From: Deciphering the dark cancer phosphoproteome using machine-learned co-regulation of phosphosites

a Overview of the ground-truth data and features used in the XGBoost machine learning algorithm for CoPheeMap-powered KSA (kinase-substrate association) prediction (CoPheeKSA). b AUROCs (Area Under the Receiver Operating Characteristic Curve) of the KSA classifiers trained with different feature combinations.
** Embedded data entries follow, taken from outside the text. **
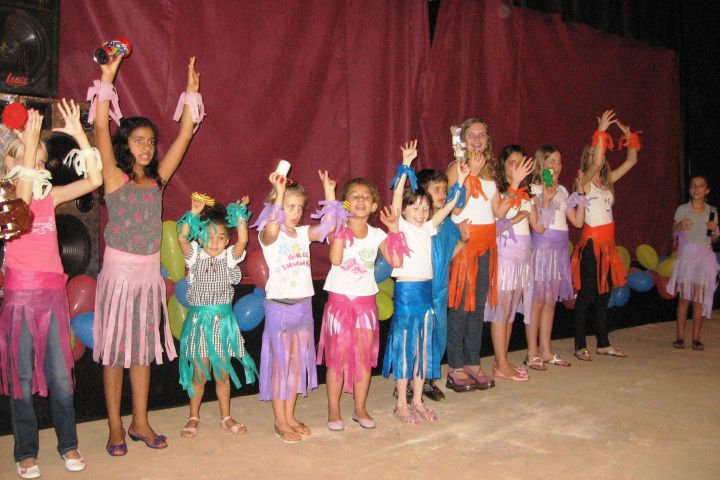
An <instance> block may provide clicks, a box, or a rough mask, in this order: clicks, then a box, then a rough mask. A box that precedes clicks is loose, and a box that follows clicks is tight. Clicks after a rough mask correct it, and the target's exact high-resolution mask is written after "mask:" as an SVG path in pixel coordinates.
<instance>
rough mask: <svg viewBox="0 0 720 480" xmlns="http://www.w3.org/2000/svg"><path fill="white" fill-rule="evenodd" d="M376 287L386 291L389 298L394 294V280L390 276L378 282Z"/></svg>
mask: <svg viewBox="0 0 720 480" xmlns="http://www.w3.org/2000/svg"><path fill="white" fill-rule="evenodd" d="M378 288H379V289H380V290H381V291H383V292H385V293H387V294H388V296H389V297H390V298H393V296H394V295H395V280H393V279H392V278H387V279H385V280H383V281H382V282H380V283H378Z"/></svg>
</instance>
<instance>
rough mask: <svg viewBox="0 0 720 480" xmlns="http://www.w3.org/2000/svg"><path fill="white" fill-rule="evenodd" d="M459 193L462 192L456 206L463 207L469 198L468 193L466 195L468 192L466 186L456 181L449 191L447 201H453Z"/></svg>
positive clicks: (446, 202) (449, 201)
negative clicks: (465, 188)
mask: <svg viewBox="0 0 720 480" xmlns="http://www.w3.org/2000/svg"><path fill="white" fill-rule="evenodd" d="M458 193H459V194H460V196H459V197H458V201H457V203H456V204H455V208H462V207H464V206H465V201H466V200H467V195H466V192H465V187H463V186H461V185H460V184H459V183H457V182H455V183H454V184H453V186H452V188H451V189H450V191H449V192H448V197H447V199H445V203H448V202H451V201H452V200H453V199H454V198H455V195H457V194H458Z"/></svg>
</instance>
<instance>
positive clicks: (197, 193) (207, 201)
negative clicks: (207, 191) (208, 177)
mask: <svg viewBox="0 0 720 480" xmlns="http://www.w3.org/2000/svg"><path fill="white" fill-rule="evenodd" d="M190 199H191V200H195V201H196V202H205V205H207V206H208V207H214V206H215V199H214V198H212V197H211V196H210V195H208V194H207V193H200V192H193V193H192V195H190Z"/></svg>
The number of AUROCs for each class is 10. P-values derived from a two-sided T test with Bonferroni correction. ns: 0.05 <p ≤ 1, **0.001 <p ≤ 0.01, ***0.0001 <p ≤ 0.001, ****p < 0.0001. For boxplots, centerline indicates the median, box limits indicate upper and lower quartiles, whiskers indicate the 1.5 interquartile range. PSSM (Position-Specific Scoring Matrix). c Venn diagram comparing KSAs predicted by CoPheeKSA and the known KSAs used as ground truth positives. d The kinase library percentile score distributions for different groups of kinase-substrate pairs. e Scatter plot comparing STRING scores for the associations between the host protein of a phosphosite and two sets of kinases. Each dot represents a unique site, with the y-axis showing the STRING score for the kinase with the highest CoPheeKSA prediction score and x-axis showing the STRING score for the kinase with the highest Kinase Library percentile score. The red and blue dots highlight sites where the two methods predicted different top kinases. f Cumulative distributions of STRING scores for associations between the host protein of a phosphosite and the top kinase predicted by the kinase library. The KSAs were separated into two groups for comparison: predicted by CoPheeKSA (red) and not predicted by CoPheeKSA (blue). Source data are provided as a Source Data file.